Sugar cane-based beverage

Guarapo (from the Quechua warapu) is a Latin American fermented alcoholic drink derived from sugarcane juice.

"Guarapo" is also a Spanish word for sugarcane juice itself, but in much of Latin America it is used to refer specifically to the fermented product. The Quechua word warapu signifies the juice of crushed cane.

== Variations ==

=== Mexico ===
In the Mexican state of Tabasco, during the Spanish colonial period in the 16th century, when sugarcane was introduced from the Caribbean, the Chontal Maya people began to produce the drink by fermenting sugarcane juice. It became very popular among the Indigenous population, who consume it primarily at parties and celebrations, including Day of the Dead. They also produce guarapo de maíz, or corn guarapo, which is made by fermenting toasted corn, panela, and water.

=== Cuba ===
In Cuba, the drink is prepared in rural communities by dissolving honey or panela in water and fermenting it with a type of yeast commonly referred to as cunchos or supias. This yeast is often shared among those who produce the beverage. It is also common to produce the beverage by crushing sugarcane in a trapiche or mill, either drinking it fresh or fermenting it.
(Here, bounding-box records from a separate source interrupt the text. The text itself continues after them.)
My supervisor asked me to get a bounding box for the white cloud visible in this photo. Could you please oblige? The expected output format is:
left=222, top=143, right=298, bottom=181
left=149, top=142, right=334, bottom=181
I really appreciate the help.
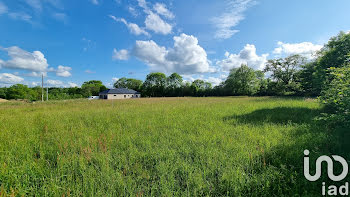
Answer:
left=25, top=72, right=47, bottom=77
left=25, top=0, right=42, bottom=11
left=109, top=15, right=149, bottom=36
left=153, top=3, right=175, bottom=19
left=137, top=0, right=149, bottom=12
left=56, top=65, right=72, bottom=77
left=112, top=49, right=129, bottom=60
left=52, top=12, right=67, bottom=23
left=132, top=34, right=214, bottom=74
left=273, top=41, right=322, bottom=59
left=85, top=70, right=96, bottom=74
left=0, top=2, right=8, bottom=15
left=216, top=44, right=269, bottom=71
left=90, top=0, right=98, bottom=5
left=211, top=0, right=255, bottom=39
left=68, top=82, right=79, bottom=88
left=0, top=73, right=24, bottom=84
left=0, top=46, right=48, bottom=71
left=145, top=12, right=173, bottom=35
left=46, top=79, right=63, bottom=87
left=8, top=12, right=32, bottom=23
left=205, top=77, right=222, bottom=86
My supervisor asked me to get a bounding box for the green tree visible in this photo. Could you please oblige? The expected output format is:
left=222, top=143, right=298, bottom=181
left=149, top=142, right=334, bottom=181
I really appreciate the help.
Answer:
left=166, top=73, right=183, bottom=96
left=142, top=72, right=166, bottom=97
left=225, top=64, right=262, bottom=95
left=264, top=55, right=306, bottom=94
left=0, top=88, right=7, bottom=99
left=81, top=80, right=107, bottom=97
left=114, top=77, right=142, bottom=91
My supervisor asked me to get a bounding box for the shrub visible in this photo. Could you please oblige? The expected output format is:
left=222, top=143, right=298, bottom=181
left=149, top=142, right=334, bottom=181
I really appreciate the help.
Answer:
left=320, top=64, right=350, bottom=126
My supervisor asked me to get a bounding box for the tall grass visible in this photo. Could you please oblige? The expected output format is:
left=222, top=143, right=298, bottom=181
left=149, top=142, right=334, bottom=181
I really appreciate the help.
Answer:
left=0, top=97, right=350, bottom=196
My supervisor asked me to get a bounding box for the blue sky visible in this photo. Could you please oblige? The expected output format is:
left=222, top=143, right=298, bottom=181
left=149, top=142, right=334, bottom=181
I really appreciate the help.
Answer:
left=0, top=0, right=350, bottom=87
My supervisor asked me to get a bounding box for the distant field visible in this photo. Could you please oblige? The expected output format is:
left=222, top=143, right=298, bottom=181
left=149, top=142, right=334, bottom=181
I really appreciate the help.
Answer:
left=0, top=97, right=350, bottom=196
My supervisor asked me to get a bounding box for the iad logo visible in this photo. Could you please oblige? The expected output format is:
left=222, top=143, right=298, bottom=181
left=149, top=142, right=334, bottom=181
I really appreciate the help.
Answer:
left=304, top=150, right=349, bottom=196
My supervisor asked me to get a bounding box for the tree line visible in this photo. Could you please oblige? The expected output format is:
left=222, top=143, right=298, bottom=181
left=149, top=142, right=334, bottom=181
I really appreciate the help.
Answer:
left=0, top=32, right=350, bottom=100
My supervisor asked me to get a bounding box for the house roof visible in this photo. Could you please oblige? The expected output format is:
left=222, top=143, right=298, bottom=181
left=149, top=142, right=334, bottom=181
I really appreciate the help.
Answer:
left=100, top=88, right=140, bottom=94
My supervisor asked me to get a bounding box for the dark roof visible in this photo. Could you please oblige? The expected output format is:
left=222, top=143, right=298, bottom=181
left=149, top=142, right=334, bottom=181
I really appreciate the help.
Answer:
left=100, top=88, right=140, bottom=94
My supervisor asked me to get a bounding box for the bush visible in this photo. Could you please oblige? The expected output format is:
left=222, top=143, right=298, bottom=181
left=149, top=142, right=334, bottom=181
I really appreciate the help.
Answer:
left=320, top=64, right=350, bottom=126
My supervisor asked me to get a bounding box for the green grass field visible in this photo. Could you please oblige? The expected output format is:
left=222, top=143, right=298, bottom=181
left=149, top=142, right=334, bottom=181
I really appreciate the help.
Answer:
left=0, top=97, right=350, bottom=196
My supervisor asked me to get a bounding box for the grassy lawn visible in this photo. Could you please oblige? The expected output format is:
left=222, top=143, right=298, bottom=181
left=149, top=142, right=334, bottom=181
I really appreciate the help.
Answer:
left=0, top=97, right=350, bottom=196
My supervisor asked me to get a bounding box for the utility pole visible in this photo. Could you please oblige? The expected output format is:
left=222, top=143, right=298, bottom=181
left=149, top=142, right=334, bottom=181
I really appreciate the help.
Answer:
left=41, top=74, right=44, bottom=102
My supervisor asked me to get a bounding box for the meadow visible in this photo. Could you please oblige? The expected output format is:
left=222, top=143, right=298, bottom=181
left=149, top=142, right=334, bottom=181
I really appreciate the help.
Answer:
left=0, top=97, right=350, bottom=196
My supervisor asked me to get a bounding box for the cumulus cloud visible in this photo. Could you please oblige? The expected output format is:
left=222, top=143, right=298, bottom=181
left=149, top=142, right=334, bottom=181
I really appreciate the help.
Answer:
left=132, top=34, right=214, bottom=74
left=206, top=77, right=222, bottom=86
left=128, top=6, right=139, bottom=17
left=0, top=46, right=48, bottom=71
left=46, top=79, right=63, bottom=87
left=85, top=70, right=96, bottom=74
left=25, top=72, right=47, bottom=77
left=52, top=12, right=68, bottom=23
left=0, top=73, right=24, bottom=84
left=216, top=44, right=269, bottom=71
left=56, top=65, right=72, bottom=77
left=112, top=49, right=129, bottom=60
left=273, top=41, right=322, bottom=59
left=211, top=0, right=255, bottom=39
left=0, top=2, right=8, bottom=15
left=109, top=15, right=149, bottom=36
left=145, top=12, right=173, bottom=35
left=153, top=3, right=175, bottom=19
left=90, top=0, right=98, bottom=5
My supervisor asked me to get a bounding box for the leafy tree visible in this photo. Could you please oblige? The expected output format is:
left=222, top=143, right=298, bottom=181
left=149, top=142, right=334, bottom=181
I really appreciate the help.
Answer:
left=225, top=64, right=262, bottom=95
left=320, top=64, right=350, bottom=128
left=0, top=88, right=7, bottom=99
left=114, top=77, right=142, bottom=91
left=264, top=55, right=306, bottom=94
left=303, top=32, right=350, bottom=95
left=81, top=80, right=107, bottom=97
left=142, top=72, right=166, bottom=97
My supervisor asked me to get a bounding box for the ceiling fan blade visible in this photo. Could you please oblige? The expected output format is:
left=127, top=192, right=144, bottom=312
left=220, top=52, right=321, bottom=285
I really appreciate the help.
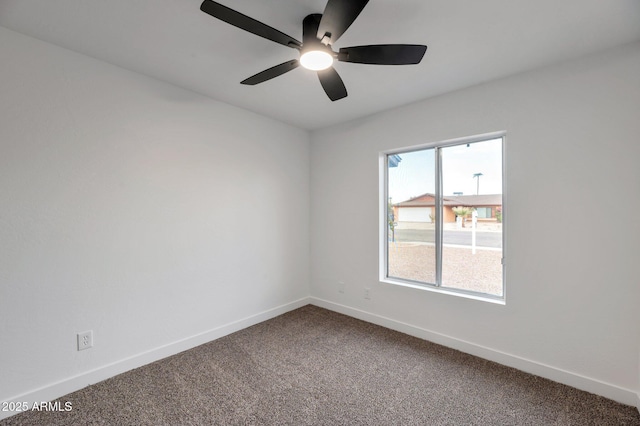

This is also how the typical Cuban drink aguardiente is produced.

=== Central and South America ===
Guarapo is particularly well known in the Latin American nations of Panama, Puerto Rico, the Dominican Republic, Ecuador, Venezuela, Colombia, Bolivia, and Peru. Venezuelans also refer to coffee mixed with a large amount of water as guarapo. Colombians generally drink guarapo, fermented with yeast known as cunchos in clay vessels. The Festival of Guarapo is held in the Colombian town of Tuluá.

===Brazil===
In Brazil, sugarcane juice, known locally as garapa, or caldo de cana, is commonly sold by street vendors in Brazil. Machines are used to press the sugarcane and the juice is extracted. It is sometimes served with lemon or pineapple juice. In contrast with other Latin American countries, it is not fermented.